(UnitedHeadlines.com) – A Labor Department rule, which allows retirement plan managers when making investment decisions to take into account environmental, social and governance factors, was called up for a resolution in the House Feb. 28.
Using the Congressional Review Act, House Republicans called up a resolution aimed at killing the rule. Under the Congressional Review Act, Congress can reject executive branch rules if the House and Senate pass a resolution that disapproves of the rule. The resolution passed 216-204, with one Democrat voting to kill the rule. The rule went into effect in January.

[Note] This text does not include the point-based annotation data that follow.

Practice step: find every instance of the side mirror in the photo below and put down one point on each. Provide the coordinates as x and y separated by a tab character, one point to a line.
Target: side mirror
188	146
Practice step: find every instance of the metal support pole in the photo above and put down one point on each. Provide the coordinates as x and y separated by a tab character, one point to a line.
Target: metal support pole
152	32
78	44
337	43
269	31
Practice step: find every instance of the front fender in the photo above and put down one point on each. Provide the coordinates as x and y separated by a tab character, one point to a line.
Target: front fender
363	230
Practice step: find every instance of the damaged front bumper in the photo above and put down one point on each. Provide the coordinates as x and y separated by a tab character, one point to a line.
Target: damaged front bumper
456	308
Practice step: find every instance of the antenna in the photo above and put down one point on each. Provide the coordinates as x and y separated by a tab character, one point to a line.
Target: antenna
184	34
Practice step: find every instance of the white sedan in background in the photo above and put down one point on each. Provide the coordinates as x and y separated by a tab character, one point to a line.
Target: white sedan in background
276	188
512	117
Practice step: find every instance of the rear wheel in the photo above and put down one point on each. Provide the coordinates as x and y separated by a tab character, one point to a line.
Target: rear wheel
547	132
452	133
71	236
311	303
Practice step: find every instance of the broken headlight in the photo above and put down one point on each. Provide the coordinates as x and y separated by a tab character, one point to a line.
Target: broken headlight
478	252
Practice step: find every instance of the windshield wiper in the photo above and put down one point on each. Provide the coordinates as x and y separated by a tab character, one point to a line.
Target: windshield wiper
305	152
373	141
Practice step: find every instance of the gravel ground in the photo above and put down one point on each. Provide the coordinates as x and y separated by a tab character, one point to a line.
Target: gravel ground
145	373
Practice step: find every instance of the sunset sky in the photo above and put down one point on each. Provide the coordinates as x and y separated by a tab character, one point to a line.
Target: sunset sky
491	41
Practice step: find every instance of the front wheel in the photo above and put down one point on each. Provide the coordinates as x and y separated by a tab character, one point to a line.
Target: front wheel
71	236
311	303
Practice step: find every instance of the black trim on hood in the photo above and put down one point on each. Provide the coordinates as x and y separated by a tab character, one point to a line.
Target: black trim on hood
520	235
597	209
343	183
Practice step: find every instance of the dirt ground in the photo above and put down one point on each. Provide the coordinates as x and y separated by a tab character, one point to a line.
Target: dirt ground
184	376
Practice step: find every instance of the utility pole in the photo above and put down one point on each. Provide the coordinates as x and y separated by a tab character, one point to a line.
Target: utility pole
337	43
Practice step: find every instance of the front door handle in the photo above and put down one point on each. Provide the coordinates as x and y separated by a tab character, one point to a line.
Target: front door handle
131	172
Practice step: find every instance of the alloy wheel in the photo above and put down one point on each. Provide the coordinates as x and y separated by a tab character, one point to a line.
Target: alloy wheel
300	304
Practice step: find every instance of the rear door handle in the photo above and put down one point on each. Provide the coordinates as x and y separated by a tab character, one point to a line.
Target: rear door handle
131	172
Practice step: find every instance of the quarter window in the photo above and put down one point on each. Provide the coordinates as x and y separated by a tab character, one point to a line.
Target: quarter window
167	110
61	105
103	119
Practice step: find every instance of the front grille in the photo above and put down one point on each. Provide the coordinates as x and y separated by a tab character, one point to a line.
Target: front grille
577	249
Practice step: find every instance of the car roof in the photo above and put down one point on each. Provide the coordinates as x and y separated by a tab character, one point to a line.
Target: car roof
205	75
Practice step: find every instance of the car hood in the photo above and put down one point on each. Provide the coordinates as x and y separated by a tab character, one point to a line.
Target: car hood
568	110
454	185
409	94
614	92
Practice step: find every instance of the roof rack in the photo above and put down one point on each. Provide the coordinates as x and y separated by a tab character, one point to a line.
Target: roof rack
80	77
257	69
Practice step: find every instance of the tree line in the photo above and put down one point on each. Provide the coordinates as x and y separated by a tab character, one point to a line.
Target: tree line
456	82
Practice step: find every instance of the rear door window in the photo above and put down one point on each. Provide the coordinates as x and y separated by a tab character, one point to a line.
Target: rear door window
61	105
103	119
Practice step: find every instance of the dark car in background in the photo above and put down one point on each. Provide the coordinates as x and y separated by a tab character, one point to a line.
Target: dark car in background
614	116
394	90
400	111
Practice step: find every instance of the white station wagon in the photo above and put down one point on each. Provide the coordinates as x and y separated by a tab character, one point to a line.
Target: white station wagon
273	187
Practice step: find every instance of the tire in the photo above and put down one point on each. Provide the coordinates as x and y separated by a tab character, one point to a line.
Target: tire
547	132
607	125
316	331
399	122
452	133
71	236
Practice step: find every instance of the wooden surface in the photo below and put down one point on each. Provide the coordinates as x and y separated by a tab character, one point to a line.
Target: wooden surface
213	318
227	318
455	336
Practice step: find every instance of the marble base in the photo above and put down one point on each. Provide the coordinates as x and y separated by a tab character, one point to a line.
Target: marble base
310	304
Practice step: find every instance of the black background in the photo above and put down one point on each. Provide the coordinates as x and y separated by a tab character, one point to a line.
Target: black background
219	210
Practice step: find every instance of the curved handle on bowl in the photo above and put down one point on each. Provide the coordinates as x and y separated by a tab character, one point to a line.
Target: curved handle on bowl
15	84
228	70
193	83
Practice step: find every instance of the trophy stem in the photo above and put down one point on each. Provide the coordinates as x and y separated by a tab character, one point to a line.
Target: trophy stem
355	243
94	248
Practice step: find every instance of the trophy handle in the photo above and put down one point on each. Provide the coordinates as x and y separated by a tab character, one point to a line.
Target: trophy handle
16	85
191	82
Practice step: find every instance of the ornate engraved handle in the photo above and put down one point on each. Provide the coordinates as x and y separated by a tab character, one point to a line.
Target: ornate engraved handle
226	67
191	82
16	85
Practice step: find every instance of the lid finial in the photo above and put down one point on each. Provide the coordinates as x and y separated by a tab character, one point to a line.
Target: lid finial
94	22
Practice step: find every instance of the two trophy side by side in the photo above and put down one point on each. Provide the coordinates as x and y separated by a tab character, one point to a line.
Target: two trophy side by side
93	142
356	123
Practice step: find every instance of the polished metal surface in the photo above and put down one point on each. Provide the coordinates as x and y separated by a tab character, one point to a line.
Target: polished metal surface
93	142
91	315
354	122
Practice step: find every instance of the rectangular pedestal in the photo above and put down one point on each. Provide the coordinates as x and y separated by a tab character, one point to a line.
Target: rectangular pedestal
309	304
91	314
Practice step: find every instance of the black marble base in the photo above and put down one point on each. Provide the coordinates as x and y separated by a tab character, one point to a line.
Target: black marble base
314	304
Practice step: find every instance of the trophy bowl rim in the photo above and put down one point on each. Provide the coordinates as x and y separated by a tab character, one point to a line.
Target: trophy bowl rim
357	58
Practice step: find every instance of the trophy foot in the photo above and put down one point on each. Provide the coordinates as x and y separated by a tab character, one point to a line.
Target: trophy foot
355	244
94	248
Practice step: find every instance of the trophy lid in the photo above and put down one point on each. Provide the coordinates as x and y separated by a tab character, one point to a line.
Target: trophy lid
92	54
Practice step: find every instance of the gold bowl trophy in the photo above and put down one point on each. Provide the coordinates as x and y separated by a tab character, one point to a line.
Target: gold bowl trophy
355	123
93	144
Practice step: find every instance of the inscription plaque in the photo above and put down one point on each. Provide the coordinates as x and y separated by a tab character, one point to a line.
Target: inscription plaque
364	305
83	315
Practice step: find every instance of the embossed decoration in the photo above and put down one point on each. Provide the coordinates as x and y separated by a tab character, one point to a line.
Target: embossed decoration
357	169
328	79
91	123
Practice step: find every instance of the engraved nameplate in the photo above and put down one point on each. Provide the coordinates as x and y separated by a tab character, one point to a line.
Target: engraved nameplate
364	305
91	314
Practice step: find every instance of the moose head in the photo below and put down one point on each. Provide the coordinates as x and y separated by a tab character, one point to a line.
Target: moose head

Under the Labor Department rule, managers of retirement plans are allowed to take into account a company’s stance on climate change and social justice issues when making decisions instead of a focus on return on their investment. The rule got rid of restrictions that retirement plan managers faced that did not allow the plan managers to take into account the environmental, social, and governance factors, even if beneficial to the investor.

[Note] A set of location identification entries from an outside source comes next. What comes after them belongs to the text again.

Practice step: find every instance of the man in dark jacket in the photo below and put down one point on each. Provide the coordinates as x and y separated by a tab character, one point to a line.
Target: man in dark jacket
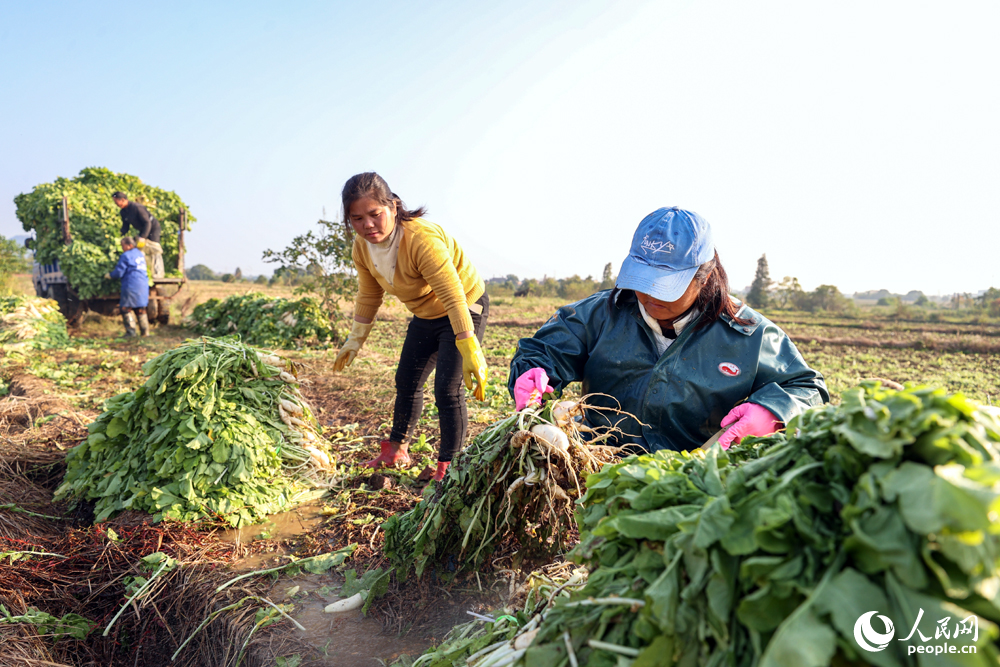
148	228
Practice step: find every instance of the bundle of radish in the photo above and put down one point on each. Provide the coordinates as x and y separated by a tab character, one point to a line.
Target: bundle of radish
219	430
27	322
519	478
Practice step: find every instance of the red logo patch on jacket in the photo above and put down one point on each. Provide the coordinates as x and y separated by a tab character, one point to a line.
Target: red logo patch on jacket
728	368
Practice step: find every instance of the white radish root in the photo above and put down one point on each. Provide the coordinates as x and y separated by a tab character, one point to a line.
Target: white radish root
347	604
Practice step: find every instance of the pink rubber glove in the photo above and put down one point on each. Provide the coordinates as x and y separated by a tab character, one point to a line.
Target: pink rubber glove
747	419
528	388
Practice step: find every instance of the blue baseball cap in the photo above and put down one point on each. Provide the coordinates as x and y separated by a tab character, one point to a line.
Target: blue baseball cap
668	247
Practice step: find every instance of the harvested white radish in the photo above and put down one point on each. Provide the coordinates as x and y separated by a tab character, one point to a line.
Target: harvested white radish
318	457
524	641
347	604
551	435
562	412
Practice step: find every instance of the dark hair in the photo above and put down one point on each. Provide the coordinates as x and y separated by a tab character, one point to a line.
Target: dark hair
713	300
372	186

Republicans argued this is politicizing retirement investing. They also argued that it is a way to force companies to adopt environmental, social, and governance factors and enact the social change the Democrats seek.
During the debate, Democrats argued that even if not profitable today, the rule allows managers of retirement plans to invest in companies focused on environmental, social, and governance factors, which could be profitable later.
With the House passing, the resolution now goes to the Senate, where West Virginia Sen. Joe Manchin, a Democrat, has said he would vote with Republicans on the resolution to kill the rule.
If the resolution passes the Senate and reaches the desk of President Joe Biden, he has said he would veto it. This would be the first veto of Biden’s presidency. To override the veto, the House and Senate need a two-thirds majority vote.